Key signature: D Major
Submitted on January 30th 2008 by oxfords1.
~ tunes/display/8198

X: 1134
T: Dawning Of The Day (note Correction), The
M: 2/4
L: 1/8
R: polka
K: Dmaj
D2E2F4F4F4|E2F2A4A4B4|A2F2D4E4D4|D2D8|A4B6A2B4|d4F6E2D4|F4G2A4F6|d4F4E8|
F2A2B6A2B4|d4F6E2D4|F4G2A4F6|d4F4E8|D2E2F4F4F4|E2F2A4A4B4|A2F2D4E4D4|D2D12

X: 1134
T: Dawning Of The Day, The
N: "(note Correction)" ~ :-/ ~ Huh?! (little difference)
M: 4/4
L: 1/8
R: march
K: D Major
DE |\
F2 F2 F2 EF | A2 A2 B2 AF | D2 E2 D2 D2 | D6 A2 |
B3 A B2 d2 | F3 E D2 FG | AF- F2 d2 F2 | E6 FA |
B3 A B2 d2 | F3 E D2 FG | AF- F2 d2 F2 | E6 DE |
F2 F2 F2 EF | A2 A2 B2 AF | D2 E2 D2 D2 | D6 |]

The Dawning Of The Day

Several clips on youtube of Luke Kelly singing Raglan Road.
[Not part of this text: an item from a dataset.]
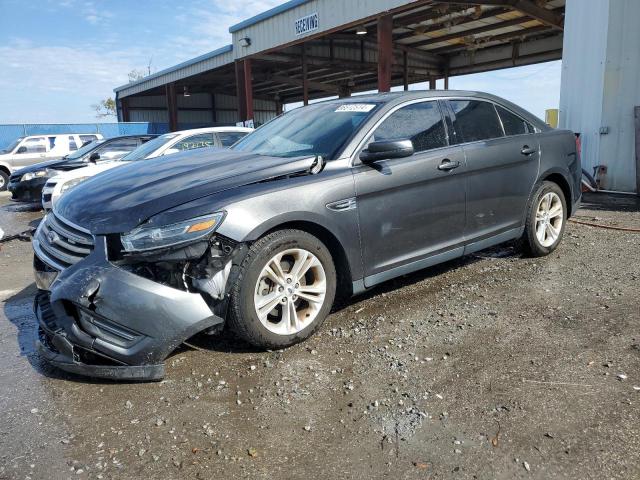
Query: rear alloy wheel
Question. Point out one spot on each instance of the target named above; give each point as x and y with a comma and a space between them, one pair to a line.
285, 289
546, 218
549, 219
This one starts with Patrick Kavanagh who wrote the words:
http://uk.youtube.com/watch?v=kBndHNJoC0k


Robin Williamson’s ‘The Penny Whistle Book’ says "Its authorship is attributed to Thomas Connelan, the harper, born at Cloonmahon, County Sligo, around 1640. His name for the tune was The Golden Star" but googling about a bit picks up some doubts about that.

Williamson gives a setting in Amix "based on a bagpipe slow march version". Several of such on youtube. One basic rendering here (after the initial solo): http://uk.youtube.com/watch?v=ZWJpTBZ-Wgc

X: 1
T: Dawning Of The Day, The
M: 4/4
N: Final f held for 3 beats last time only.
L: 1/8
R: march
K:Amix
AB|\
c2 c2 c2 Bc|e2 e2 f2 ec|A2 cB A2 B2|A6 e2|
f3 e f2 a2 |c3 B A2 cd |e2 c2 a2 c2|B6 ce|
f3 e f2 a2 |c3 B A2 cd |e2 c2 a2 c2|B6 AB|
c2 c2 c2 Bc|e2 e2 f2 ec|A2 cB A2 B2|A6|

(and all I was doing was looking for a tune to give my C#s a workout)

Dawning of the Day

Its getting played more and more by Scottish Pipe Bands these days which lets you know how far that culture has come.

I started playing the pipes in 1973 and competed in every grade right up to Grade one with one of the best bands of the lot.

For most of that time I wouldn’t say Irish culture was celebrated in any way. I was at the Worlds a couple of years ago and nearly dropped dead when I saw a young guy there in a Celtic Strip! How times change.

Words

Maidin moch do ghabhas amach
Ar bhruach Locha Léin
An Samhradh ‘teacht ‘s an chraobh len’ ais
Is ionrach te ón ngréin
Ar thaisteal dom trí bhailte poirt
Is bánta míne réidhe
Cé a gheobhainn le m’ais ach an chúileann deas
Le fáinne geal an lae

Ní raibh bróg ná stoca, caidhp ná clóc
Ar mo stóirín óg ón speir
Ach folt fionn órga síos go troigh
Ag fás go barr an fhéir
Bhí calán crúite aici ina glaic
‘S ar dhrúcht ba dheas a scéimh
Do rug barr gean ar Bhéineas deas
Le fáinne geal an lae

Do shuigh an bhrídoeg síos le m’ais
Ar bhinse glas den fhéar
Ag magadh léi, bhíos dá maíomh go pras
Mar mhnaoi nach scarfainn léi
‘S é dúirt sí liomsa, "Imigh uaim
Is scaoil ar siúl mé a réic
Sin iad aneas na soilse ag teacht
Le fáinne geal an lae

Source

Bill Haneman posts the Memoirs of Arthur O’Neill http://billhaneman.ie/AIH/MemoirsOfArthurONeill.html, where the editor is unnamed but corroborates the Williamson version in the early years of the 20c. It’s quite clear that O’Neill knew Golden Star and that it is NOT The Dawning of the Day.